Packman agreed contracting is “a great way to try somebody out” and has the additional benefit of “no HR nightmare of firing” if a contractor doesn’t work out.
All kinds of workers are trying their hands at contracting.
“Historically, it was women who wanted to keep their toe in the water,” Packman said of the typical addONE contractor, noting the company’s workforce is 80 percent female. Its roster has also included “people who have climbed to the top of the corporate ladder, gotten off and wanted to work on projects” and “people who enjoyed the variety.”
A lot of addONE’s contractors started with the company intending contracting as a stopgap between full-time employment and stayed on, she said.
But the current economy has led employers to be more careful in their hiring practices, even of contract workers.
“Because dollars are so tight, it’s almost like a full-time hire,” Packman said. “They want [contractors] to be of the same quality as a full-time hire.”
Oftentimes, a client will request a contractor that has worked for the company in some capacity before, she said. One company told her, “We really want someone who has our experience on their résumé.”
Companies need to be cautious in rehiring a former employee to perform their same duties as a contractor, however.
According to attorney Brett Bartlett, chair of the labor and employment department for Seyfarth Shaw LLP in Atlanta, the hiring of contract workers is under increasing scrutiny from the state and federal government. “You can’t really flip someone’s status,” he said. “You can’t get around the laws to save money. The laws are there to protect employees.”
Examples of practices that can put a company at high risk are “someone wearing a company uniform, using the company’s equipment and taking directions from a company employee,” he said.
Companies should look for ways they can “disconnect the relationship” between the business and its contractors, he said.
“If you are not putting up the right guards, you run the risk of people being construed as employees,” he said.
The U.S. Department of Labor, as well as New York state, are implementing regulations and laws that will require an employer to notify workers of their employment classification, in an effort to stave off cases of contract workers seeking unemployment benefits.
It is also important for a company to maintain due diligence in hiring a staffing agency.

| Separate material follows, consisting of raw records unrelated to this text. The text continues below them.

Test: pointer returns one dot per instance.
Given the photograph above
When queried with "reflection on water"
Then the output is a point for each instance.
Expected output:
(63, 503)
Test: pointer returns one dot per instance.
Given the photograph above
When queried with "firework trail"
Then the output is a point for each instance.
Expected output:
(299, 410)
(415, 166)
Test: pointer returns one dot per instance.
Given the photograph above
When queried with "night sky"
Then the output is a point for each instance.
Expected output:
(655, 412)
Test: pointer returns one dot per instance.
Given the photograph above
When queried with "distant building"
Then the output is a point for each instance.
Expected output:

Bartlett said a company can be looked on as a joint employer with a staffing agency and should consider an indemnification clause against any unpaid-wage claims in its contract.
Contract workers are doing more than assisting full-time employees, said addONE’s Packman. “They are carrying the ball, leading the project,” she said. These days, “companies need someone who can hit the ground running,” a quality addONE’s contractors provide. Marketing is a skill that is “transferable across industries,” she said.
The use of contractors for social media is an increasing trend, and in the fall the company plans to add a new division, addONE Digital, to address those needs.
Packman said she is hopeful an upswing in marketing bodes well for the economy as whole. “We are starting to see the budgets come back,” she said. “Companies are saying, ‘We’ve got to promote what we do,’ “ she said. “You don’t want to spend money the wrong way.”
Best practices for utilizing contractors:
1. Take time to look closely at whether “contractors” should actually be treated as employees in the eyes of the law.
2. Develop a checklist to ensure that, for any worker you treat or plan to treat as a contractor, you maintain a distinction between an employment relationship and an independent contractor.
3. Disconnect the relationship. Avoid contractors wearing company uniforms, using company equipment, or performing the same duties as company employees.